She lost all her children at young ages, save one daughter, yet she carried on — indefatigable. She kept a schedule that was superhuman, traveling from east to west and north to south.
Etter’s Theology
What about her theology? She maintained an orthodox Pentecostal confession. Her sermons, several of which appear in her book, show she was totally immersed in Scripture and could bring text after text from memory spontaneously and at an amazing level — this without a Bible college education. I take little issue with most of her preaching, though her exegetical accuracy is not the highest; more than 85% solid, in my view. One notable point: she proclaimed that Jesus was coming soon. This was the message given in tongues with interpretation, in prophecies, and in multiple visions. It may seem in part unfulfilled, yet the soon return of Yeshua is always the orientation of disciples — indeed, it is the very word of Yeshua himself, spoken 2,000 years ago. Sometimes Etter presents a pre-tribulation view of the rapture of the saints; other texts suggest a post-tribulation view. She did believe in the regathering of Israel and, even at that early stage of the return, pointed to its significance as fulfilled prophecy.

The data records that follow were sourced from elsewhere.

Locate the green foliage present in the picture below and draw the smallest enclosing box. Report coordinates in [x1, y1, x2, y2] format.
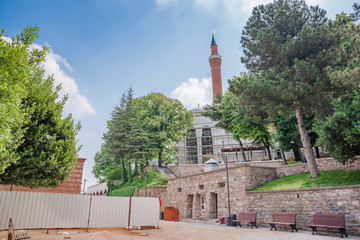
[274, 115, 301, 152]
[92, 144, 116, 179]
[354, 3, 360, 21]
[315, 89, 360, 163]
[230, 0, 360, 177]
[203, 91, 273, 159]
[106, 167, 122, 181]
[146, 169, 171, 186]
[250, 170, 360, 190]
[108, 169, 170, 197]
[0, 27, 80, 188]
[135, 92, 193, 166]
[0, 26, 46, 173]
[93, 88, 153, 185]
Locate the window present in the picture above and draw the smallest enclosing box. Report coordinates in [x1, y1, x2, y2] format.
[201, 196, 205, 210]
[177, 187, 182, 192]
[201, 128, 213, 155]
[199, 184, 204, 190]
[218, 182, 225, 188]
[186, 129, 198, 164]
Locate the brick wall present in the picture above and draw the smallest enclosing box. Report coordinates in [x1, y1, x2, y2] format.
[0, 158, 86, 194]
[246, 186, 360, 235]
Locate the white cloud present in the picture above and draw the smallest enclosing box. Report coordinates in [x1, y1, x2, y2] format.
[171, 77, 212, 109]
[42, 47, 96, 119]
[1, 36, 96, 119]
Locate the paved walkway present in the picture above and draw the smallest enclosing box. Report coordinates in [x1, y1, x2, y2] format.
[1, 221, 359, 240]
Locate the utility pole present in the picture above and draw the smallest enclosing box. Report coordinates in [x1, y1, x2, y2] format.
[225, 155, 231, 226]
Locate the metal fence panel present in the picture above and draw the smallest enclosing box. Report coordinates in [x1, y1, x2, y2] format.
[0, 192, 160, 230]
[88, 196, 130, 228]
[0, 191, 90, 229]
[130, 197, 160, 227]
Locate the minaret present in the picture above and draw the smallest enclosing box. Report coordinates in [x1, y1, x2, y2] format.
[209, 33, 223, 100]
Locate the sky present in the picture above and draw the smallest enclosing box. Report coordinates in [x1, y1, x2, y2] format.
[0, 0, 356, 188]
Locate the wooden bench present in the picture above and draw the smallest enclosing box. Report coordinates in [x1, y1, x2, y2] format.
[8, 218, 31, 240]
[233, 212, 257, 229]
[309, 213, 348, 238]
[269, 212, 297, 232]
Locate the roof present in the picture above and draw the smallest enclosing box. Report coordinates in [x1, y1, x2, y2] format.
[211, 33, 217, 46]
[191, 106, 204, 113]
[204, 159, 219, 164]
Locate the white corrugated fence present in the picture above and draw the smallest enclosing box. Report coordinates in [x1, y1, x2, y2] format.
[0, 191, 159, 230]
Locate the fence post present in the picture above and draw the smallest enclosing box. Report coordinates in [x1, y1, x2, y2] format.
[127, 197, 132, 230]
[87, 195, 92, 232]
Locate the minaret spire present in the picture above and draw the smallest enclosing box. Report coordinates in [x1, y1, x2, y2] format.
[209, 34, 222, 100]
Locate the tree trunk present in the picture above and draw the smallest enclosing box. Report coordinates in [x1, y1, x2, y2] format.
[295, 106, 319, 178]
[293, 147, 301, 162]
[121, 159, 128, 184]
[315, 146, 320, 158]
[262, 139, 272, 160]
[238, 140, 247, 162]
[158, 150, 162, 167]
[280, 149, 287, 165]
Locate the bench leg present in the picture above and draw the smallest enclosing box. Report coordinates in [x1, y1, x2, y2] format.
[311, 226, 317, 235]
[339, 228, 348, 238]
[270, 224, 277, 231]
[251, 221, 257, 229]
[290, 224, 297, 233]
[235, 222, 241, 228]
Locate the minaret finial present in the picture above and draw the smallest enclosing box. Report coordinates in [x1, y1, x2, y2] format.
[211, 33, 217, 46]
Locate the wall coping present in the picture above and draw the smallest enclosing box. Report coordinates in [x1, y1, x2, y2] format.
[136, 186, 167, 191]
[168, 160, 282, 181]
[246, 184, 360, 194]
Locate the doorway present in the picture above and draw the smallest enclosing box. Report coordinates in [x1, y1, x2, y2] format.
[186, 195, 193, 219]
[209, 192, 218, 219]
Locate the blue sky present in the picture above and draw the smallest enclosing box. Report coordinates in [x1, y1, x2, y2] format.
[0, 0, 356, 188]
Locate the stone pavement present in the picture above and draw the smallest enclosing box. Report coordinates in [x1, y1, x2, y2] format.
[1, 221, 359, 240]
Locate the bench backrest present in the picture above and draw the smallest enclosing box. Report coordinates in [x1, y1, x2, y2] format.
[313, 213, 345, 227]
[238, 212, 257, 222]
[272, 213, 296, 224]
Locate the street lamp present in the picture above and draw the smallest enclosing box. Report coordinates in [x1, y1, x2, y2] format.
[225, 155, 231, 226]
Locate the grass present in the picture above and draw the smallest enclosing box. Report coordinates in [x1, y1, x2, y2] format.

A Window into the Early Pentecostal Movement
Etter is a great window into the early Pentecostal movement. There was more amazing power, more outpourings, and more miraculous workings than I had imagined. Pentecostalism, including the newer charismatic streams, now comprises the majority of the Protestant evangelical world. At the Pentecostal World Fellowship in Finland last May, we heard wonderful stories of the advance of the Gospel with signs and wonders — most coming from the Southern Hemisphere, from Global Christianity.
My Great Desire, Hope and Prayer
So how does this fit my calling and our work in the Land of Israel? It is part of increasing my faith that a great signs-and-wonders movement of the Gospel will return to Israel. I long to see it and to be part of it before I die. As it was in the days of the Apostles — may it be so again, and as amazing and powerful as those old Etter meetings!